One week from tonight the 1960 primary trail will be at an end. The voters in Maryland and Oregon -- the only two remaining contested Presidential primaries -- will add their voices to those of New Hampshire, Wisconsin, Pennsylvania, Massachusetts, Indiana, Nebraska and West Virginia.
Whatever their outcome, it is already clear that two basic facts will emerge from the 1960 primary picture:
First, it is clear that primaries are a valuable essential part of the nominating process. Some candidates may stay out -- some delegates may ignore them -- some leaders or writers may consider them unimportant -- but it is clear now that they help educate the nation, the party and the candidates.
No candidate -- who has never been down a West Virginia coal mine -- who has never talked to a family living on surplus food -- or who has never seen first-hand the conditions which grip some parts of that state-- can appreciate fully the action which the next President must take, and take promptly. A primary tests the candidates -- tests their records, their appeal, their approach -- it highlights issues for the campaign -- it even brings problems to the attention of the incumbent President.
The primary is the ordinary voter’s chance -- to speak his own mind, to cast his own vote -- regardless of what he may be told to do by some other self-appointed spokesman for his Party, city, church, union or other organization. These primaries have not been mere hand-shaking contests. They have interested the voters in their Party and in the issues -- and they have shown once again why, for the past 50 years, no President has been elected from either party without entering and winning at least one contested primary. No convention has ever nominated a man who avoided the primaries and elected that man President. And the 1960 Democratic Convention at Los Angeles is going to be no exception.
Secondly, it is clear from these primaries that the people want a change. In New Hampshire more Democratic votes were cast than ever before in the history of that state’s primary. In Wisconsin the Democratic vote more than doubled the Republican total. In Massachusetts it was nearly double. In Pennsylvania more Democrats took the trouble to write in a candidate’s name than ever before in history. In Nebraska more Democrats voted in the Presidential Primary than at any time since 1940 and F.D.R. In Indiana we broke the all-time record for a Democratic vote, reducing the Republicans to the lowest proportion they have ever had in that state. And in West Virginia, the Democrats went to the polls in record numbers.

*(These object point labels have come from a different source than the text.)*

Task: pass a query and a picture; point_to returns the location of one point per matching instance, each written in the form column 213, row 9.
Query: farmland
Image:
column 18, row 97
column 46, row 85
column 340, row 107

These records are not the work of any one man or the result of any one issue. Nor are they merely a tribute to our Party. They reflect instead a growing dissatisfaction with things as they are -- they reflect a cry for leadership in Washington. They reflect the dismay of Wisconsin farmers whose income has declined 20% under the Eisenhower-Nixon Administration. They reflect the plea of one-quarter of a million West Virginians who are dependent on government food hand-outs -- $20 a year worth of surplus flour, rice and cornmeal, with some dried eggs, milk and lard for special occasions. The steelworker in Indiana, the coal miner in Pennsylvania, the rancher in Nebraska, voters all over the nation have demonstrated in one primary after another their desire for a change -- and that change is to a Democratic Administration.